Sadr’ın yeni dönemde ABD ile ilişkiler kurarak siyasi arenaya dönmesi, Irak’taki kriz ve çelişkilerde daha da tetikleyici rol oynayabilir. Bu anlamda Sadr’ın yakın dönemde Suudi Arabistan ve Birleşik Arap Emirlikleri ile kurduğu ilişkiler gelişmelerle bağlantılı ilerliyor. Aynı kapsamda Barzanilerin BAE ile seçimler üzerinden kurduğu ilişkileri de bu temelde ele alınarak karşı tarafın hamleleri şeklinde değerlendiriliyor. 

İŞGALE ORTAKLIK SUDANİ HÜKÜMETİNİ DÜŞÜRÜR

Mevcut tablo, Irak için önümüzdeki günlerde de girift bir siyaset sahnesini doğrularken, temel gündem olan Türk işgalciliğinin yeni plan ve ajandasına karşı duruş, ülkedeki dinamiklerin geleceğinde belirleyici rol oynayacak. Bu durumun ilk yansıyacağı duraklardan biri olan Sudani hükümeti, Irak halkının sesine kulaklarını tıkamış durumda. 2025’te yapılması planlanan Irak genel seçimlerine de hazırlanan Sudani hükümetinin işgal karşısındaki “sessiz ortaklığı” halkta tepkiye neden oluyor. Keza Türk işgalciliğinde hafızası canlı olan Irak halkı, hükümetin daha fazla adımlar atması halinde büyük protestolara kalkışabilecek bir potansiyelinin olduğunu da hatırlatıyor. Bu durum Sudani hükümetinin geleceği açısından belirleyici bir role sahip olurken, şimdiye kadar geliştirilen adımlar ise mevcut hükümetin tekrar başa gelemeyeceği yönünde işliyor. 

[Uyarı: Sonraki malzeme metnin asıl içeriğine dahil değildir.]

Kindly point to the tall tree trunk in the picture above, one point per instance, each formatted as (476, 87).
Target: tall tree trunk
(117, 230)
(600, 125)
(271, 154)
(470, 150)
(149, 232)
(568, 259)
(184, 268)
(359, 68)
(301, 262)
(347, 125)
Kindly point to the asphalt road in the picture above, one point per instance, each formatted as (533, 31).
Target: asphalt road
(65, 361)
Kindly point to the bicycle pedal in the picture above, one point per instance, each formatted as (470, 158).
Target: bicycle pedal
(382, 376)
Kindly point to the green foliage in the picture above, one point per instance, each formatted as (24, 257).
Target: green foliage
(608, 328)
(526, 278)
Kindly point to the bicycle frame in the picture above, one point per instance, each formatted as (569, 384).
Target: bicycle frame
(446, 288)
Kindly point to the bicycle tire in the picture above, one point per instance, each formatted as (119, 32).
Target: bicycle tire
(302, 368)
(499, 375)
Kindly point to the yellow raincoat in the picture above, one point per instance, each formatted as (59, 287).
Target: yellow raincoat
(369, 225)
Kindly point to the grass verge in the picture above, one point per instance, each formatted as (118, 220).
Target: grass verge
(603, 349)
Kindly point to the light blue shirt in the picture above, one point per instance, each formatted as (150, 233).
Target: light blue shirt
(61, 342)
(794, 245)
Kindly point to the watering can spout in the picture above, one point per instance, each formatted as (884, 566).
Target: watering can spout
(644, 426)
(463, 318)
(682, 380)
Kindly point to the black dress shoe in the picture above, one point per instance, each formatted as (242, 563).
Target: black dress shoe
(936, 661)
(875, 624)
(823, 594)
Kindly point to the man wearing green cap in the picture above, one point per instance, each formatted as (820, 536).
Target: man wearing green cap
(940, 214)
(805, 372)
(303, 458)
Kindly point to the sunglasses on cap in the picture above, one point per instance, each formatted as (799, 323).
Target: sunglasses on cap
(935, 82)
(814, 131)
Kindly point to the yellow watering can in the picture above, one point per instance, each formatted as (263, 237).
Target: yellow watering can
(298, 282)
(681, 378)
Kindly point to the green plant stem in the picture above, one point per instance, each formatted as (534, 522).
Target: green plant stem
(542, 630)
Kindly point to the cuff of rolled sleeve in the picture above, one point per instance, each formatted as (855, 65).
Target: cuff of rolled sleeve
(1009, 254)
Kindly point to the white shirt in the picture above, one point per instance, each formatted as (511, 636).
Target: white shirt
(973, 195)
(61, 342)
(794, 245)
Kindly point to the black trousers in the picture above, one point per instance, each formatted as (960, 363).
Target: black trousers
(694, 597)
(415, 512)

ANKARA VE BAĞDAT ARASINDAKİ ALIŞVERİŞ

Taraflar açısından önem arz eden diğer bir konu ise, sıklıkla hükümetlerin değiştiği Irak’ta TC’nin yeni işgal planları temelinde yaptığı anlaşmalara ne olacağı. Bağdat ile “Kalkınma Yolu” projesi temelinde derin ilişkiler kurmaya çalışan Ankara, proje için ikinci toplantıyı yaparak Irak'a yeniden elektrik ihracatına da başladı. Buna karşı ise Türk ordusunun Irak ve Başûr topraklarında rahat hareket etmesine göz yumuluyor. Yine Kurdistan Özgürlük Hareketi’nin Irak kamuoyunda kriminalize etme çabaları da ikili ilişkinin bir sonucu. 

SUDANİ GİDERSE ERDOĞAN'IN YAPTIĞI ANLAŞMALARA NE OLUR

Yaptığı anlaşmaları güvene almak isteyen Ankara, Irak'ın günlük olarak değişen siyasi dengeleri kapsamında olası bir değişiklikte en az hasar ile kurtulmayı da hesaplıyor. Diğer taraftan bütün veriler ise, hükümetin değişeceği yönünde. Gelen yeni hükümetin bir önceki hükümetin “anlaşmalarını” üstlenmediği gerçeği neredeyse Bağdat’ta karakteristik bir hal almış. Ankara'nın en büyük korkularından bir bu olurken, bir an önce Irak devletini tüm kurum ve dinamikleri ile buna ikna etmeye çalışıyor.